Two important pieces of information:
MultiArrayList
will never resize in place (that is, it always calls alloc
, never resize
/remap
)
- Right now, it allocates one big chunk of bytes and then uses parts of that chunk for each of the per-field arrays, e.g.
AAABBBCCC...
. While this makes resizing-in-place less useful, in theory, resizing-in-place would still be possible where you could keep the A
elements in-place and move the B
/C
/etc elements. Would need to do some testing to understand if that would be worth it.
- The
source.len / 8
no longer seems to be empirically true. From my testing, the average denominator value among all files in lib/
and src/
is 5.39. In just lib/std
it’s 5.57.
Together, these pieces of information mean that getting the denominator right is important, and that the current denominator is probably not optimal. The simplest fix would just be to update the denominator, but it’s also worth noting that the variance involved is actually quite large: for example, compiler_rt/udivmodti4_test.zig, has a ton of really large integer literals, skewing the bytes-to-tokens ratio and therefore leading to a lot of initial overallocation when the denominator is smaller.
So, ultimately there’s a tradeoff between overallocation on outliers vs reducing allocations in the average case. If there’s a simple heuristic that could get a better estimate, that might be worth doing (I’m also doubtful that a full count-the-real-tokens pass would be worth it, but maybe a very simple ‘count the spaces’ pass or something like that?).

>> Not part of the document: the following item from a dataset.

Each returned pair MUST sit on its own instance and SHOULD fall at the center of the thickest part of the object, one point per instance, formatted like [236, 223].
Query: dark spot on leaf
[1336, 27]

To give more context, here’s some stats from a janky test program that shows some of the effects of different denominator values:
With the current denominator of 8:
> token_allocs.exe 8 ..\zig\lib ..\zig\src
225 out of 1148 files tokenized in one alloc
102.69MiB allocated (61.93MiB with frees subtracted) in 2244 allocs
total capacity overallocation from files tokenized in one alloc: 4.85MiB, average ± σ: 22.08KiB ± 227.90KiB, median: 1.45KiB
average ± σ ratio of bytes-to-tokens: 5.39 ± 1.98, min: 2.48, max: 28.08
With a denominator of 5:
> token_allocs.exe 5 ..\zig\lib ..\zig\src
919 out of 1148 files tokenized in one alloc
84.94MiB allocated (71.31MiB with frees subtracted) in 1379 allocs
total capacity overallocation from files tokenized in one alloc: 19.48MiB, average ± σ: 21.71KiB ± 247.67KiB, median: 2.54KiB
average ± σ ratio of bytes-to-tokens: 5.39 ± 1.98, min: 2.48, max: 28.08
With a denominator of 4:
> token_allocs.exe 4 ..\zig\lib ..\zig\src
1114 out of 1148 files tokenized in one alloc
85.75MiB allocated (85.47MiB with frees subtracted) in 1182 allocs
total capacity overallocation from files tokenized in one alloc: 38.46MiB, average ± σ: 35.36KiB ± 421.24KiB, median: 4.00KiB
average ± σ ratio of bytes-to-tokens: 5.39 ± 1.98, min: 2.48, max: 28.08
I’ll make an issue/PR once I’ve done some real benchmarking.